Baba Quotes in The Kite Runner
Because the truth of it was, I always felt like Baba hated me a little. And why not? After all, I had killed his beloved wife, his beautiful princess, hadn’t I? The least I could have done was to have had the decency to have turned out a little more like him. But I hadn’t turned out like him.
“And where is he headed?” Baba said. “A boy who won’t stand up for himself becomes a man who can’t stand up to anything.”
I was going to win, and I was going to run that last kite. Then I’d bring it home and show it to Baba. Show him once and for all that his son was worthy.
In the end, I ran.
I ran because I was a coward. I was afraid of Assef and what he would do to me… I actually aspired to cowardice, because the alternative, the real reason I was running, was that Assef was right: Nothing was free in this world. Maybe Hassan was the price I had to pay, the lamb I had to slay, to win Baba. Was it a fair price? The answer floated to my conscious mind before I could thwart it: He was just a Hazara, wasn’t he?
I envied her. Her secret was out. Spoken. Dealt with. I opened my mouth and almost told her how I’d betrayed Hassan, lied, driven him out, and destroyed a forty-year relationship between Baba and Ali. But I didn’t.
Listening to them, I realized how much of who I was, what I was, had been defined by Baba and the marks he had left on people’s lives… Now he was gone. Baba couldn’t show me the way anymore; I’d have to find it on my own.

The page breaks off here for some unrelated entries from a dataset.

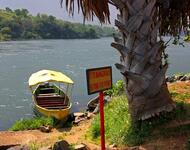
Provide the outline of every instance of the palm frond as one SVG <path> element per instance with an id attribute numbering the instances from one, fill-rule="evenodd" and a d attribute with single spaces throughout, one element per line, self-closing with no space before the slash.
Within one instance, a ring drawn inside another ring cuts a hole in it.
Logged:
<path id="1" fill-rule="evenodd" d="M 61 0 L 61 5 L 63 3 L 64 0 Z M 82 11 L 84 19 L 93 20 L 93 16 L 96 16 L 101 23 L 110 22 L 108 0 L 65 0 L 66 10 L 71 15 L 74 15 L 75 5 L 78 12 Z"/>

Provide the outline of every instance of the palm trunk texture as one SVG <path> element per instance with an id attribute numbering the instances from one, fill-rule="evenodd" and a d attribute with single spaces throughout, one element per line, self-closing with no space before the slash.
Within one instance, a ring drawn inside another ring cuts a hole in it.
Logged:
<path id="1" fill-rule="evenodd" d="M 112 0 L 120 10 L 115 20 L 121 38 L 111 44 L 121 54 L 120 70 L 126 81 L 126 94 L 133 121 L 145 120 L 163 111 L 172 111 L 165 81 L 168 64 L 162 60 L 165 49 L 158 40 L 160 22 L 156 0 Z"/>

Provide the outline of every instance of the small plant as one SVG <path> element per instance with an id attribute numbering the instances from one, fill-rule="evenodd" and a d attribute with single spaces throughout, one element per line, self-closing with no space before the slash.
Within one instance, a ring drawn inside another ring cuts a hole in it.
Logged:
<path id="1" fill-rule="evenodd" d="M 109 96 L 118 96 L 122 94 L 124 91 L 124 82 L 122 80 L 118 80 L 111 89 L 106 90 L 104 93 Z"/>
<path id="2" fill-rule="evenodd" d="M 173 134 L 173 131 L 166 132 L 163 126 L 171 120 L 189 117 L 184 108 L 185 103 L 176 102 L 176 109 L 173 112 L 163 112 L 157 117 L 133 123 L 129 114 L 127 98 L 125 96 L 113 97 L 104 109 L 105 136 L 110 143 L 127 144 L 128 146 L 142 144 L 152 136 L 154 129 L 160 131 L 160 136 L 169 136 Z M 100 136 L 99 119 L 98 114 L 90 127 L 89 135 L 93 141 Z M 187 131 L 186 128 L 180 128 L 181 130 Z"/>
<path id="3" fill-rule="evenodd" d="M 16 121 L 15 124 L 9 130 L 11 131 L 32 130 L 32 129 L 38 129 L 42 125 L 54 126 L 55 125 L 54 118 L 36 117 L 31 119 L 21 119 L 19 121 Z"/>

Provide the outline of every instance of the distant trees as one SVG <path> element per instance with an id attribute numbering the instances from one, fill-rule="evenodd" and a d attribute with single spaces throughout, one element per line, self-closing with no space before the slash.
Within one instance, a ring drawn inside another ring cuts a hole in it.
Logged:
<path id="1" fill-rule="evenodd" d="M 0 10 L 0 40 L 76 39 L 112 36 L 114 28 L 70 23 L 54 16 L 32 16 L 27 9 Z"/>

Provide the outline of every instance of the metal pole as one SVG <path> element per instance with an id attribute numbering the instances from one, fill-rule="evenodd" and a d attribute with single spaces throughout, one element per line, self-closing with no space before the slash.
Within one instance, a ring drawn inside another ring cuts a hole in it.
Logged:
<path id="1" fill-rule="evenodd" d="M 101 150 L 105 150 L 105 135 L 104 135 L 104 93 L 99 93 L 100 104 L 100 135 L 101 135 Z"/>

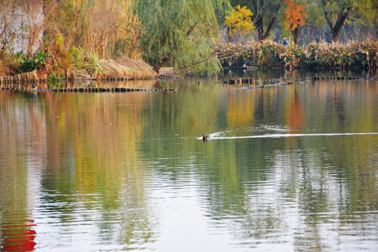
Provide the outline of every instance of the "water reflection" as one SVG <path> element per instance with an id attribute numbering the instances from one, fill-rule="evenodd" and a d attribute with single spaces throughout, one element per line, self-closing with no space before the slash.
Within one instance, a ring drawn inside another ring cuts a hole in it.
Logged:
<path id="1" fill-rule="evenodd" d="M 376 82 L 203 83 L 0 91 L 1 249 L 377 248 Z"/>

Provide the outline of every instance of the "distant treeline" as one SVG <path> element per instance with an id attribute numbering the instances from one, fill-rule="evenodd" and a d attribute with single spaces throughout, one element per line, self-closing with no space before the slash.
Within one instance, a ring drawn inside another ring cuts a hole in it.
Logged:
<path id="1" fill-rule="evenodd" d="M 223 43 L 244 45 L 227 46 L 235 49 L 223 66 L 376 67 L 374 43 L 349 41 L 377 40 L 377 0 L 2 0 L 0 76 L 95 76 L 99 59 L 126 57 L 156 71 L 216 72 Z M 284 37 L 308 46 L 271 42 Z"/>
<path id="2" fill-rule="evenodd" d="M 312 43 L 307 46 L 272 41 L 248 45 L 224 45 L 214 49 L 223 67 L 251 66 L 272 68 L 364 68 L 377 69 L 378 41 L 347 43 Z"/>

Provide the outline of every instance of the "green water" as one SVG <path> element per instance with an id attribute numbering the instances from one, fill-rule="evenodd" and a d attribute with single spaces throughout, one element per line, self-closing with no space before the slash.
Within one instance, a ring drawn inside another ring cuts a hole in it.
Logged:
<path id="1" fill-rule="evenodd" d="M 377 251 L 377 82 L 223 78 L 0 90 L 0 250 Z"/>

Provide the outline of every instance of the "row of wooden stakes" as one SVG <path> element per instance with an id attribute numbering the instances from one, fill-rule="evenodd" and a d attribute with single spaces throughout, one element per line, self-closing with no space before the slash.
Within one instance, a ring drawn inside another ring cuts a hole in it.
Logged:
<path id="1" fill-rule="evenodd" d="M 2 88 L 3 90 L 13 90 L 15 88 Z M 141 89 L 141 88 L 55 88 L 50 90 L 35 90 L 36 92 L 141 92 L 141 91 L 160 91 L 169 92 L 177 91 L 176 89 Z"/>
<path id="2" fill-rule="evenodd" d="M 356 77 L 356 76 L 349 76 L 347 79 L 349 80 L 377 80 L 377 77 Z M 345 76 L 313 76 L 313 77 L 302 77 L 300 80 L 340 80 L 343 81 L 346 80 Z M 217 81 L 216 83 L 220 84 L 230 84 L 230 85 L 250 85 L 258 82 L 270 82 L 270 83 L 279 83 L 284 81 L 284 83 L 297 80 L 295 78 L 272 78 L 269 80 L 254 80 L 253 78 L 232 78 L 229 80 L 224 80 L 220 81 Z"/>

“You know, Rahim Khan said, “one time, when you weren’t around, your father and I were talking… I remember he said to me, ‘Rahim, a boy who won’t stand up for himself becomes a man who can’t stand up to anything.’ I wonder, is that what you’ve become?”
As it turned out, Baba and I were more alike than I’d ever known. We had both betrayed the people who would have given their lives for us. And with that came this realization: that Rahim Khan had summoned me here to atone not just for my sins but for Baba’s too.

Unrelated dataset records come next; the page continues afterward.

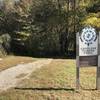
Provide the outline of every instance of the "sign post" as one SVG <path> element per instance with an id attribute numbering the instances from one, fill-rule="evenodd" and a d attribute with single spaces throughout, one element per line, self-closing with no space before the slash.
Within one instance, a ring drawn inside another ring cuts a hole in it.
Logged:
<path id="1" fill-rule="evenodd" d="M 97 79 L 96 79 L 96 89 L 100 90 L 100 32 L 98 35 L 98 66 L 97 66 Z"/>
<path id="2" fill-rule="evenodd" d="M 80 87 L 80 67 L 97 66 L 96 88 L 100 89 L 100 33 L 88 26 L 76 35 L 76 88 Z"/>

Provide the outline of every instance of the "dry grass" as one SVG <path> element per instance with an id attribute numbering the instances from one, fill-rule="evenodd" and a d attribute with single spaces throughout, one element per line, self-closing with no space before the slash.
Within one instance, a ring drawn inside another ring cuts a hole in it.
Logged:
<path id="1" fill-rule="evenodd" d="M 100 100 L 95 90 L 96 68 L 81 68 L 81 86 L 75 90 L 75 60 L 53 60 L 32 73 L 16 89 L 0 94 L 0 100 Z"/>
<path id="2" fill-rule="evenodd" d="M 0 61 L 0 71 L 18 64 L 33 62 L 35 60 L 36 59 L 32 57 L 7 56 Z"/>

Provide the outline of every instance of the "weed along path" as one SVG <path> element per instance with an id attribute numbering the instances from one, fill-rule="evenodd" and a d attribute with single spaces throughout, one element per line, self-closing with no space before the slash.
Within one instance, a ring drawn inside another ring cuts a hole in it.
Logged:
<path id="1" fill-rule="evenodd" d="M 0 91 L 15 87 L 19 81 L 27 78 L 33 71 L 49 64 L 52 59 L 41 59 L 28 64 L 19 64 L 0 72 Z"/>

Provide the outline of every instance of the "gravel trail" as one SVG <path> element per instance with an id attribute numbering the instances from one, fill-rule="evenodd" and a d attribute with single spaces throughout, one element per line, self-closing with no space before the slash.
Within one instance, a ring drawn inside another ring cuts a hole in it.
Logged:
<path id="1" fill-rule="evenodd" d="M 19 64 L 0 72 L 0 91 L 15 87 L 19 81 L 28 77 L 37 68 L 49 64 L 52 59 L 42 59 L 28 64 Z M 24 74 L 23 77 L 18 76 Z"/>

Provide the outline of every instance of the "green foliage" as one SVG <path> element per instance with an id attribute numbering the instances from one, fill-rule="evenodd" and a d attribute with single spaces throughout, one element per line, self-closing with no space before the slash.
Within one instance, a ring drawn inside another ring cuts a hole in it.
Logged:
<path id="1" fill-rule="evenodd" d="M 12 49 L 26 55 L 75 51 L 75 33 L 84 25 L 100 27 L 100 0 L 4 0 L 0 31 Z M 19 52 L 18 52 L 19 53 Z"/>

I loved him because he was my friend, but also because he was a good man, maybe even a great man. And this is what I want you to understand, that good, real good, was born out of your father’s remorse. Sometimes, I think everything he did, feeding the poor on the streets, building the orphanage, giving money to friends in need, it was all his way of redeeming himself. And that, I believe, is what true redemption is, Amir jan, when guilt leads to good.
Your father, like you, was a tortured soul, Rahim Khan had written. Maybe so. We had both sinned and betrayed. But Baba had found a way to create good out of his remorse. What had I done, other than take my guilt out on the very same people I had betrayed, and then try to forget it all?
I looked at Hassan, showing those two missing teeth, sunlight slanting on his face. Baba’s other half. The unentitled, unprivileged half. The half who had inherited what had been pure and noble in Baba. The half that, maybe, in the most secret recesses of his heart, Baba had thought of as his true son… Then I realized something: That last thought had brought no sting with it… I wondered if that was how forgiveness budded, not with the fanfare of epiphany, but with pain gathering its things, packing up, and slipping away unannounced in the middle of the night.